Neither Stark nor Vice President for Campus Life Cynthia Cherrey could be reached for comment over the weekend.

All of the Ivy League schools but Cornell banned ROTC from their campuses in the late 1960s and early 1970s due to prevailing anti-Vietnam War sentiment. Cornell did not ban its three ROTC chapters, as it would have lost all public funding as a land-grant institution had it done so.

An editorial in the ‘Prince’ in November 1971 praised the faculty for disapproving of a committee recommendation that ROTC be retained as an extracurricular, saying, “A program whose function is to train students in warfare techniques is wholly inappropriate to the humanistic values on which this institution is based.”
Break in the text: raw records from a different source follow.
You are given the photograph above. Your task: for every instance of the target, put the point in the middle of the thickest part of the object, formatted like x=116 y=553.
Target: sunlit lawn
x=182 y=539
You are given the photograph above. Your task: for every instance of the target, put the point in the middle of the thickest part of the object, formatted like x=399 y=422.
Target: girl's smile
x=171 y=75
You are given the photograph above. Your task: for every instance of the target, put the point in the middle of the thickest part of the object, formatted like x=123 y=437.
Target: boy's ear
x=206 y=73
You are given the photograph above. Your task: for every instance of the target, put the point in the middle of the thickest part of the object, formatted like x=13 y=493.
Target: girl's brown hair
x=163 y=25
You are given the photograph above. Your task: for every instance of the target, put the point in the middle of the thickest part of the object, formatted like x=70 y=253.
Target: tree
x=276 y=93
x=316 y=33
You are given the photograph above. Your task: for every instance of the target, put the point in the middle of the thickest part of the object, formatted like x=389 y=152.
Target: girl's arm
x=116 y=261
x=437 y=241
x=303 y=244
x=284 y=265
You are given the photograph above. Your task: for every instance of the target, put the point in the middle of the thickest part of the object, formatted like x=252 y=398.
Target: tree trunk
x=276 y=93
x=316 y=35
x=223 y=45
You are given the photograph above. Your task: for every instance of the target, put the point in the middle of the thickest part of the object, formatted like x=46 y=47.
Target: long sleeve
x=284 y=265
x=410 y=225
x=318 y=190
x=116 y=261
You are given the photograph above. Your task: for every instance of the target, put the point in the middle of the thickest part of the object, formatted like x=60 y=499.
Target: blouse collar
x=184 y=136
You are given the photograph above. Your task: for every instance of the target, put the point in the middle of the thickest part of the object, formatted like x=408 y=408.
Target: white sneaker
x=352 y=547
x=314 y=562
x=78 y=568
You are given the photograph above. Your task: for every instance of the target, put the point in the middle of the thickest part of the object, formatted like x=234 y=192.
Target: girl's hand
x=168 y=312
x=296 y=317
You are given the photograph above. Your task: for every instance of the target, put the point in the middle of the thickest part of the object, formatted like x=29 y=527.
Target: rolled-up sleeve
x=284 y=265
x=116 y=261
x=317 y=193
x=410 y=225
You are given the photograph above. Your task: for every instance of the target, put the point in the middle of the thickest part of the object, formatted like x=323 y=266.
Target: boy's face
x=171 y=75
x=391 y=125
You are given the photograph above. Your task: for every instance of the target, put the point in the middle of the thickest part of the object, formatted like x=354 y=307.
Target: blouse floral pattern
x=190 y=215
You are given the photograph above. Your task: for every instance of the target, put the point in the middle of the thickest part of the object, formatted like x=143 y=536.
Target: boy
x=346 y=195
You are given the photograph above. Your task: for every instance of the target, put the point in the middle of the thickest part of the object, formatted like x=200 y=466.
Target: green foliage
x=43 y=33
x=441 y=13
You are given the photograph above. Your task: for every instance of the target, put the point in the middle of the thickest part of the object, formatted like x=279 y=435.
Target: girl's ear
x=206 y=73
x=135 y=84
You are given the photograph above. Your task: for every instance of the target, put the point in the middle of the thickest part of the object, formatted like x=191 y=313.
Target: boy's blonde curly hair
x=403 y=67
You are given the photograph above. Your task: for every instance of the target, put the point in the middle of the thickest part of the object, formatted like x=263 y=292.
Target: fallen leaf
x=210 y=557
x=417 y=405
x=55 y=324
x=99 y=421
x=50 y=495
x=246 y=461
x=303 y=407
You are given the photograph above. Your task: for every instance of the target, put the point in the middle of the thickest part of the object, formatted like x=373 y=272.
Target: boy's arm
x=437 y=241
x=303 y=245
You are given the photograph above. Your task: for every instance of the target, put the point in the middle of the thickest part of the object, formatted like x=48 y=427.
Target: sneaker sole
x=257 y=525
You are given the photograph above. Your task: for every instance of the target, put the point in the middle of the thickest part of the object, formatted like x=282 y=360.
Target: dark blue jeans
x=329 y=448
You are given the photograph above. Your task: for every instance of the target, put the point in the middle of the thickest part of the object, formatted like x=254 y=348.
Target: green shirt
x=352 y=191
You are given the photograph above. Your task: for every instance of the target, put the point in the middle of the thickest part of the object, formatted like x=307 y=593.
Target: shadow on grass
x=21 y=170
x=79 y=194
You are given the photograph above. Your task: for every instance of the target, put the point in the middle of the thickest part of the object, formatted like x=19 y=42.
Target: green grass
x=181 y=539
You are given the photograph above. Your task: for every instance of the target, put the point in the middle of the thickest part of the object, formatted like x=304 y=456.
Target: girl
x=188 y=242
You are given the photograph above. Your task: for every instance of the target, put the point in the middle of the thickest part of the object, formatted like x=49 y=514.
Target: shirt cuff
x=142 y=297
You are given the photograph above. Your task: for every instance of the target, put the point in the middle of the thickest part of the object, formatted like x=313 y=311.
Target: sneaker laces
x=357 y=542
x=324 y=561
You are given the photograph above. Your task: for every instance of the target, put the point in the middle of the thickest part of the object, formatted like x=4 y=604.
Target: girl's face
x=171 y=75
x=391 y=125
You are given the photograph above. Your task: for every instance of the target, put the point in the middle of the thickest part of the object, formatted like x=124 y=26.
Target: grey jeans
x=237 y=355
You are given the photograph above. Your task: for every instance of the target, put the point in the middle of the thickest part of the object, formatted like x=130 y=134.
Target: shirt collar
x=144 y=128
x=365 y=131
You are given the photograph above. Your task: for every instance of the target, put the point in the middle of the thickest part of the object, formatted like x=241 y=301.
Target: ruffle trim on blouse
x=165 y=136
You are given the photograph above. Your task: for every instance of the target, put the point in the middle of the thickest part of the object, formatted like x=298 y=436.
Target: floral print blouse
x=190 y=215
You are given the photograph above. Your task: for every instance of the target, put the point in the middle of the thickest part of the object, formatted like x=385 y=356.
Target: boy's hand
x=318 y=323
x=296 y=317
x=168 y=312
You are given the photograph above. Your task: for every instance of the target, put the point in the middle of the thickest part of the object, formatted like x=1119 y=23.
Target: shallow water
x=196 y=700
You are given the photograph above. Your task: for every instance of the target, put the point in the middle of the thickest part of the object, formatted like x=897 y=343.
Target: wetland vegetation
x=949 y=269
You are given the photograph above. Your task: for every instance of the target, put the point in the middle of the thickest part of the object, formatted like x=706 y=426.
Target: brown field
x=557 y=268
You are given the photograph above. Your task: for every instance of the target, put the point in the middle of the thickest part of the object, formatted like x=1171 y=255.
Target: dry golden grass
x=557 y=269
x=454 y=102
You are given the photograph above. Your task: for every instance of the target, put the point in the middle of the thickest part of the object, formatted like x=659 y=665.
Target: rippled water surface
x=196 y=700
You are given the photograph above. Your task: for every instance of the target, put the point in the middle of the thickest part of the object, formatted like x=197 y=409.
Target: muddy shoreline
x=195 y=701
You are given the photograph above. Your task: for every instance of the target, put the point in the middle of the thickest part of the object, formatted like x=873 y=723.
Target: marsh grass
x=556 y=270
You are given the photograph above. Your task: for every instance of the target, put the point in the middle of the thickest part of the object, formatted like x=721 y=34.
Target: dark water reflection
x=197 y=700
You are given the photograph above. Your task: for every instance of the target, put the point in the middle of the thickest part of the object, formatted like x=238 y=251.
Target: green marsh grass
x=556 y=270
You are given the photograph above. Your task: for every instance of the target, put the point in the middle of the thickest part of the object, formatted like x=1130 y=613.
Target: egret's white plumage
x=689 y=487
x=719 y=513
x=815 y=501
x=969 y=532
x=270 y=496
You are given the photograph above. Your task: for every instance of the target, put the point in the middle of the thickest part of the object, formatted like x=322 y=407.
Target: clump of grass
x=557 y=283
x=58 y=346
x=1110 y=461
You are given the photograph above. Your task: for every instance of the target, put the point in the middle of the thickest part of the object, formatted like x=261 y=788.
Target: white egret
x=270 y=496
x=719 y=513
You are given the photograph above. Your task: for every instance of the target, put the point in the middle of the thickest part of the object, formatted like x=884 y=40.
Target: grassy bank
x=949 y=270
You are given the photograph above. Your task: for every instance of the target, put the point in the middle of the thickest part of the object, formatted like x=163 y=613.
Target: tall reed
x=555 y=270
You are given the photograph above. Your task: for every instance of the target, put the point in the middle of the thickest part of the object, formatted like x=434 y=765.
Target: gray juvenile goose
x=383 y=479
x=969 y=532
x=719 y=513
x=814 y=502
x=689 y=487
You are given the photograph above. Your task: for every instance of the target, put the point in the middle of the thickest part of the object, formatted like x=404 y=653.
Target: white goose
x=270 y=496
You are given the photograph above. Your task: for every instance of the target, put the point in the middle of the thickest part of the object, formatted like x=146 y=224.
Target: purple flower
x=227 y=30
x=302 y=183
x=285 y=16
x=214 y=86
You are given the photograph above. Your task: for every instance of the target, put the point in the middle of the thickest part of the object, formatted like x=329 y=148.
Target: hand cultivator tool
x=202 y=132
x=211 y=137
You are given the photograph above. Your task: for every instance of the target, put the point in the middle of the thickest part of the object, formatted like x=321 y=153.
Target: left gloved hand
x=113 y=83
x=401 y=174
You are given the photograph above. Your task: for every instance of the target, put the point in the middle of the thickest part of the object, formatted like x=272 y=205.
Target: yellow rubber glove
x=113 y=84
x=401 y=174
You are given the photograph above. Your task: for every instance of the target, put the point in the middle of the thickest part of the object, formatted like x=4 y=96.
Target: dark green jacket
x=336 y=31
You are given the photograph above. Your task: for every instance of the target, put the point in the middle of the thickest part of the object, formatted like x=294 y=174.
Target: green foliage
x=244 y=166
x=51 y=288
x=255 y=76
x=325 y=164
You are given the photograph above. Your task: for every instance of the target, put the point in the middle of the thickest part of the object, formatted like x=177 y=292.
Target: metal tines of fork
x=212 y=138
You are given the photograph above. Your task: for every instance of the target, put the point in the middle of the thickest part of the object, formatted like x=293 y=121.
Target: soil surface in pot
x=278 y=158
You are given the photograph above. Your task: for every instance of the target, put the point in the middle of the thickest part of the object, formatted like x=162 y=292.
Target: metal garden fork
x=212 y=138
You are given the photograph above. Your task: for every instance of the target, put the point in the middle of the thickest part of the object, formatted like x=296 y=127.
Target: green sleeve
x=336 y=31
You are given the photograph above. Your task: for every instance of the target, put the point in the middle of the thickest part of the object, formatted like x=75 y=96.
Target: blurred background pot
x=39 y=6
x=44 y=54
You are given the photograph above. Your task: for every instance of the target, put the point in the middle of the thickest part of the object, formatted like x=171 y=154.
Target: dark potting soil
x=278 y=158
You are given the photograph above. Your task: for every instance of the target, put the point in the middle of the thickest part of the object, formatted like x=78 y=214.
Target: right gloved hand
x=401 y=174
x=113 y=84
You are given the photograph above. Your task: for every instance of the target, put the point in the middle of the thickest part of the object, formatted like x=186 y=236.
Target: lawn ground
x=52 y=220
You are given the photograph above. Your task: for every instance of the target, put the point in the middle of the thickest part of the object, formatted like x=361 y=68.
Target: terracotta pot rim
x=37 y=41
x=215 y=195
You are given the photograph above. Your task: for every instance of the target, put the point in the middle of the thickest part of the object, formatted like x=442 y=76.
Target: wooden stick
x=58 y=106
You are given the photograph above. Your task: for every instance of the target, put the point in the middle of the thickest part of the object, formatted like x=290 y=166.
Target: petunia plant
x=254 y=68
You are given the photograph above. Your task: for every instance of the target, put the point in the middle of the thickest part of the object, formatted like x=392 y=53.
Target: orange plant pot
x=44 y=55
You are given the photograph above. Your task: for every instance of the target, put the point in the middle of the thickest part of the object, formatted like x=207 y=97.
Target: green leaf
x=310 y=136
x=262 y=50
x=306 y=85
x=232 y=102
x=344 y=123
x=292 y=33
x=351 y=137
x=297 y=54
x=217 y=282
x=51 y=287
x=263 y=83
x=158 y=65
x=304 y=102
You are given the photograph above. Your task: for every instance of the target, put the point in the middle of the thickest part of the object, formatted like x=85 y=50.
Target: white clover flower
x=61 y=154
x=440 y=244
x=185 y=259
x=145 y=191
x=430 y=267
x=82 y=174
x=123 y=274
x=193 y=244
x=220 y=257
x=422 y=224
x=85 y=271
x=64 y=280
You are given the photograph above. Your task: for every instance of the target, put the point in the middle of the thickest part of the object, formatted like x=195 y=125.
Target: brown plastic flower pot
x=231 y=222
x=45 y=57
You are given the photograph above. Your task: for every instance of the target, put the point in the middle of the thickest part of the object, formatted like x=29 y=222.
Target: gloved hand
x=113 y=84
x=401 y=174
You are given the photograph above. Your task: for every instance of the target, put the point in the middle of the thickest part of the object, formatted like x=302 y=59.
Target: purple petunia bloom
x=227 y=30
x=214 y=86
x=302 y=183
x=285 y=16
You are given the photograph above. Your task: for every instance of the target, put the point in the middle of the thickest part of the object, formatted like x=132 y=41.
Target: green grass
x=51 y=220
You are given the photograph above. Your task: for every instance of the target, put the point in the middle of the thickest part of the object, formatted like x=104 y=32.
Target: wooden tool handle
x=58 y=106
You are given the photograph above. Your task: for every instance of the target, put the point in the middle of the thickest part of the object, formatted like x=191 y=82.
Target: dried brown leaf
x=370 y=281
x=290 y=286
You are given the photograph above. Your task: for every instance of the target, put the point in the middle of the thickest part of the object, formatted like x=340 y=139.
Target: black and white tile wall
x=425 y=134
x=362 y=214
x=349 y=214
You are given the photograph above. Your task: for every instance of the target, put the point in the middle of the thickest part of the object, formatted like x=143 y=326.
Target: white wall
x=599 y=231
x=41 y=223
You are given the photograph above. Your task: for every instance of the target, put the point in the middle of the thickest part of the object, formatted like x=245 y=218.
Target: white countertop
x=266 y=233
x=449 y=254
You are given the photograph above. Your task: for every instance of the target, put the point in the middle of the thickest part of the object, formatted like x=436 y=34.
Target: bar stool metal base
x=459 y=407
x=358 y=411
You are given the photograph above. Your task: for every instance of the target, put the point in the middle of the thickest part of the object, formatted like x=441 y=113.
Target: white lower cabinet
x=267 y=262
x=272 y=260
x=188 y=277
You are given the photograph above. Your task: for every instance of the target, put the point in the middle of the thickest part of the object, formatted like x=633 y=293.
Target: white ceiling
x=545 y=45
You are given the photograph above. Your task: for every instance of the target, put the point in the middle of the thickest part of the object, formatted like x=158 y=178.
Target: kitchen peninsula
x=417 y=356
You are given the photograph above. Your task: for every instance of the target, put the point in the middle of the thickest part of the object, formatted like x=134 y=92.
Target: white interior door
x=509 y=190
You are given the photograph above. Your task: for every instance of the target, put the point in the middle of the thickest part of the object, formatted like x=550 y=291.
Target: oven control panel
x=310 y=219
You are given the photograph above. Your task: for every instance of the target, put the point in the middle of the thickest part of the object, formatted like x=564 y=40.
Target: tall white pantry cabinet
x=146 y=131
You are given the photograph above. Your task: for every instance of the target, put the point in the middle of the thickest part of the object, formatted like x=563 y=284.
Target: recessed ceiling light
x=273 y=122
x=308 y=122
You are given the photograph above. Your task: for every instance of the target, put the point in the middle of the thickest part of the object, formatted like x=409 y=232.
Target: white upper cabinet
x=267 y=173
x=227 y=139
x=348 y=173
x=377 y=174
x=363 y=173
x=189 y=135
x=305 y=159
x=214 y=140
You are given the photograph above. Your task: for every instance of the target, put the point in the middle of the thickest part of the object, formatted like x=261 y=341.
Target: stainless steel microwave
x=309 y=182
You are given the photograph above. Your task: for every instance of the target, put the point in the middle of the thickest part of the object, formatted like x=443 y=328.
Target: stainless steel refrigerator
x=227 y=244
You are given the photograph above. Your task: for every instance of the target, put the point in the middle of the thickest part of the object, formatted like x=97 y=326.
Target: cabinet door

Many of the Ivy League schools continued the ban in the ’90s while promoting the argument that DADT was prejudicial against homosexual students. Princeton’s faculty also voted to ban ROTC from Princeton in 1993 due to the discriminatory nature of DADT, though the Board of Trustees did not approve the faculty resolution.

Until the DADT repeal, Cornell and the University of Pennsylvania were the only institutions that offered credit for certain military classes offered by ROTC. Cornell is also the only Ivy League school to offer all three major ROTC branches: Army, Navy and Air Force.

At Penn, a Navy ROTC midshipman — a rank equivalent to an Army cadet — can enroll in ROTC courses offered at nearby Temple University and Drexel University.

Students at Brown have the option of joining Providence College’s ROTC programs.